I'll be damned if I became a bottleneck! I worked hard to stay on top of my email 💪🏽
There was, then, a constant pressure to respond to email quickly. There still is, now. Checking email feels like the smart place to start the day. It feels like a backlog. And I can't have a backlog. Clear the backlog, then I can get started with real work!
At first, the amount of email is not much of a burden. 📬
But I work in a knowledge economy. After a few years in this knowledge economy I, as a somewhat productive and semi-informed wage earner, have amassed countless contacts, subscriptions, and newsletters. With a daily backlog of email as proof of my success! 📬📬📬
"Put it off!", says my lizard brain.
And I, having learned to distrust impulses, think it a bad idea.
"Do it later!", says my rational brain.
Now I'm thinking I may have my wires crossed.
"There was a day when I looked up and realized, I had become someone who professionally replied to email, and who wrote as a hobby."
Neil Gaiman said that in a speech to uni graduates in 2012.
My LinkedIn headline is not Expert Email Writer. Responding to and writing new emails is a skill. It's not the job. It lets me achieve my goal, which should be something else entirely.
I don't like feeling that email was the achievement of the day.

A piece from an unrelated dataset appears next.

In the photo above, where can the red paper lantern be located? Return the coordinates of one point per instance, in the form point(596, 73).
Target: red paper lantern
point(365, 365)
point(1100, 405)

So, I'll take a page out of Neil's book.
Doing email after doing actual work
"I started answering fewer emails, and was relieved to find I was writing much more."
I pushed my window to do email into the afternoon. I now spend my mornings writing, coding, and creating in any form. In the afternoon, when I process my email, it helps me build out the following day.
Afternoons are for planning and arranging.
In a later newsletter, I'll talk about filtering email so that the inbox I check every day isn't full of literally everything. Some of the emails in there could wait till the weekend, or some other time to be done. And I can have separate inboxes for those, so I don't have to see them, until I need to see them.